#014 - God In Psychotherapy

God, yup that’s right, I'm going to talk about God in psychotherapy. Everybody just calm down it’s going to be ok! It seems interesting to me to combine two often ineffable topics: God and psychotherapy. People since the beginning of spoken word have been trying to describe this sense of something greater than themselves, this presence, this energy, which is beyond description. Also with psychotherapy we have been trying to find a way to move this “soft science” to a “hard science,” to find some credibility for what we know works and maybe even get insurance to pay for it! Yet psychotherapy is not a hard science and actually what makes it work, at least in my experience, is the softness and yielding that allows the process to unfold in a myriad of ways.  I don't doubt that we will find a way to make psychotherapy a “hard science” but I imagine we will lose some of the magic in the process, such as what happens when we try to put this God thing in a language box and make it concrete.

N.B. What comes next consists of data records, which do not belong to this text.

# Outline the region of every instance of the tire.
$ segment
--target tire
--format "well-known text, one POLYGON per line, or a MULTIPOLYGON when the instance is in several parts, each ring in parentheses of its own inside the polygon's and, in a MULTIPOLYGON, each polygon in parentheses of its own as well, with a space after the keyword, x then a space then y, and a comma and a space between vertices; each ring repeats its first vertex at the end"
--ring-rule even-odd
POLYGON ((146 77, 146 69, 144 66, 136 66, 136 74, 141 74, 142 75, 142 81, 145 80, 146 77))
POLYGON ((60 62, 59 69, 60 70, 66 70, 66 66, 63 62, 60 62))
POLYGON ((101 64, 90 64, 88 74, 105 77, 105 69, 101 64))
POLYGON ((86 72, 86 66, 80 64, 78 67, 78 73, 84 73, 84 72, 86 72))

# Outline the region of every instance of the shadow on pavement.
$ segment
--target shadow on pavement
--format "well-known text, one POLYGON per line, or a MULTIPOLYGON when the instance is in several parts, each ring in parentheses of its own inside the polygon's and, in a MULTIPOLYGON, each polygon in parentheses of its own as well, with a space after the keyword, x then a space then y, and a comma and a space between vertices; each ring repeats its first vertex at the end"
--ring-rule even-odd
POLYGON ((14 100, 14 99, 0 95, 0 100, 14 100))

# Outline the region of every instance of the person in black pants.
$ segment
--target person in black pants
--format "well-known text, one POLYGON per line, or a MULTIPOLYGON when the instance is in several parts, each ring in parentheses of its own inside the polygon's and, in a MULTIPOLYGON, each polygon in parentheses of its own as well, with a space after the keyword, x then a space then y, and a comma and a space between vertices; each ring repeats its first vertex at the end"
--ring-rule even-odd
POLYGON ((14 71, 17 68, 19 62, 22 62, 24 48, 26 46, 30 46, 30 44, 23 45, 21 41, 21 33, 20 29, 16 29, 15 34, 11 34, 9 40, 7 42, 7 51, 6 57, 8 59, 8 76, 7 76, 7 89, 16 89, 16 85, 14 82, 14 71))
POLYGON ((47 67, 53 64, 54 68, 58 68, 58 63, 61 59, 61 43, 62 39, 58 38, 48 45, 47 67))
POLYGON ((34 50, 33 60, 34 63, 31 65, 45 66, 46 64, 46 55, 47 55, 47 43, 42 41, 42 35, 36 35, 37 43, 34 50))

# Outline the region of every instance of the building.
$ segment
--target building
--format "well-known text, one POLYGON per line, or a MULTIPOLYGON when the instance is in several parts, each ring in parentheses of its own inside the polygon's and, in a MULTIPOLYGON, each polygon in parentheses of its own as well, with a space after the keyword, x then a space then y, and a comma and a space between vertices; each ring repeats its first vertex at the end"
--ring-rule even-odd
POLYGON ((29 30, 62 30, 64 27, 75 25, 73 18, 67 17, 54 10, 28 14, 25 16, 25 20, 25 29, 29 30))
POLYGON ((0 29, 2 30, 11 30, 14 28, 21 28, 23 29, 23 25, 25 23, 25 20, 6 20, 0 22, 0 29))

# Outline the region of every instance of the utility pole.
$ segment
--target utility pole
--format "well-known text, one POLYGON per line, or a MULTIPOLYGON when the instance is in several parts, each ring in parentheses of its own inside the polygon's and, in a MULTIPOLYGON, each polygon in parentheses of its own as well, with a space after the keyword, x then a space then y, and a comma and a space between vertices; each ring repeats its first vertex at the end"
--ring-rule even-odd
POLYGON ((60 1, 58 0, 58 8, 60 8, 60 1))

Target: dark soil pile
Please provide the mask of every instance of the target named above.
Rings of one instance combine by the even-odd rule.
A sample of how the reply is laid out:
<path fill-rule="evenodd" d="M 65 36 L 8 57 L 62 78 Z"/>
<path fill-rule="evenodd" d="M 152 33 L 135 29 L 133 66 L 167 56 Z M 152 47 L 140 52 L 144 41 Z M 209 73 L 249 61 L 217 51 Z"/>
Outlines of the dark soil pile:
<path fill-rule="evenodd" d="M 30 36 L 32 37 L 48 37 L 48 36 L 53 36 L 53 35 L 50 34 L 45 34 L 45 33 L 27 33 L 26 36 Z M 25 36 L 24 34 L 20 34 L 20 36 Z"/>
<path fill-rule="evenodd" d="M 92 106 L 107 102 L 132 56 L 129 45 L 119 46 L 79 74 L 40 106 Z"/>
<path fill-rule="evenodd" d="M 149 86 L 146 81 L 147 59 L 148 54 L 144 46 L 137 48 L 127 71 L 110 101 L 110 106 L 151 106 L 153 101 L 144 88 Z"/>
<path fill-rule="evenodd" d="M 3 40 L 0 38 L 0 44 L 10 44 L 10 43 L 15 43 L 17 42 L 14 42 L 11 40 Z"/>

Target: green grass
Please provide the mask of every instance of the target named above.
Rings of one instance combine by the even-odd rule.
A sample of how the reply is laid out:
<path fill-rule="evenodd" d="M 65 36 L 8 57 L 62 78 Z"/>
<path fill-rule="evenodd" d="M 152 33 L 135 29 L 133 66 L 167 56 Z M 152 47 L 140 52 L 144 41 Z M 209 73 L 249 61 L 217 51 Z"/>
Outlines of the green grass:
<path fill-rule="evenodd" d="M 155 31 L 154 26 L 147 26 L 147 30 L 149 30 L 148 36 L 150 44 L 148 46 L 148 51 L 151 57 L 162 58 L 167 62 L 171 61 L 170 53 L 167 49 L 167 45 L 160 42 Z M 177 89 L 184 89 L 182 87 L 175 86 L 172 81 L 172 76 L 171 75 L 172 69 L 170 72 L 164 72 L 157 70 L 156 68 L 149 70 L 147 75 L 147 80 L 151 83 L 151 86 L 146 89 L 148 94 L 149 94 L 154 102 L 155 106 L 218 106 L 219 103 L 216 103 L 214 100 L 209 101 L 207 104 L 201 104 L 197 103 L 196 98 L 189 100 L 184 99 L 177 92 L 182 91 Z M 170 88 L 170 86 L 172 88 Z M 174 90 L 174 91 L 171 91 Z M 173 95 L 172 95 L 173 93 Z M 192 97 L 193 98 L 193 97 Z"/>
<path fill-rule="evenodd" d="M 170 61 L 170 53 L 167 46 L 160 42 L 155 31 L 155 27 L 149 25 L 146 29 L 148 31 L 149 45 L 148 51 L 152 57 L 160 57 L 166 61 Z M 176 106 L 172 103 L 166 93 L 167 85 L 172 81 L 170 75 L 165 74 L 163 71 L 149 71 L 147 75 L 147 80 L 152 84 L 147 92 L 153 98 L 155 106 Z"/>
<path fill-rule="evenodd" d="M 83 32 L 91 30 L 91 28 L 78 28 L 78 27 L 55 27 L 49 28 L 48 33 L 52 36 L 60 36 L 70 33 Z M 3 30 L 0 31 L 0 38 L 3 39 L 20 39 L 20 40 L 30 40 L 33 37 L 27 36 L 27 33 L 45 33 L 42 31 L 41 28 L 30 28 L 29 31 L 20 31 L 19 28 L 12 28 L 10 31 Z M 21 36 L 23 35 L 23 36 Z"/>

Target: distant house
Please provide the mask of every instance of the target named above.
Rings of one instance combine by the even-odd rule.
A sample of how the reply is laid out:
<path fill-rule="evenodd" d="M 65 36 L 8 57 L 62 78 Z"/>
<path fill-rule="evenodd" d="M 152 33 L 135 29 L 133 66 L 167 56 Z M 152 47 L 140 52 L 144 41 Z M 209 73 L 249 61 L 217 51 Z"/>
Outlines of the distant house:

I imagine that everyone reading this post has some reaction to the word God. It’s not like the word lettuce or something; it’s laden with thousands of years of bloodshed, dogma, conflict, but also the root of many of the altruistic works that we see in the world today. For the purpose of this post I would like to describe this word God as love and presence. This is my experience of this Higher Power, of the Mystery of the Universe. I experience this sense of love and presence most often when working with clients and when spending time in quiet and stillness.

The coolest thing is, and the reason why I love to practice psychotherapy, is that every week I have experiences with this vast presence in the office. I see people come in suffering with emotional pain, physical pain, and mental pain looking for some relief. We do some work together and there is a shift, not every time, but many times. There is a sense of some space, some presence inside of them, and often more compassion and love for themselves. This to me is God. This to me is us touching into their deepest self which is untouched by trauma, mental illness, and addiction. I get inspired by this, I get fired up by these experiences! 

Through the bravery of my clients to turn towards themselves and travel down through the muck to the kernel of love and presence inside of them I am impacted. I experience gratitude and awe at their process, however painful and slow.  Through them I learn about the patience of growth, the power of love and presence, and the joy of discovering that unwounded part of them.

Even if you don’t call it God or sense the immensity of that sacred place in your clients, know that it exists and it is guiding us, clients and therapist, on the path of healing.  It requires patience and softening to experience it, but it is there if you just pause, right when you want to act, and let it arise to guide the session.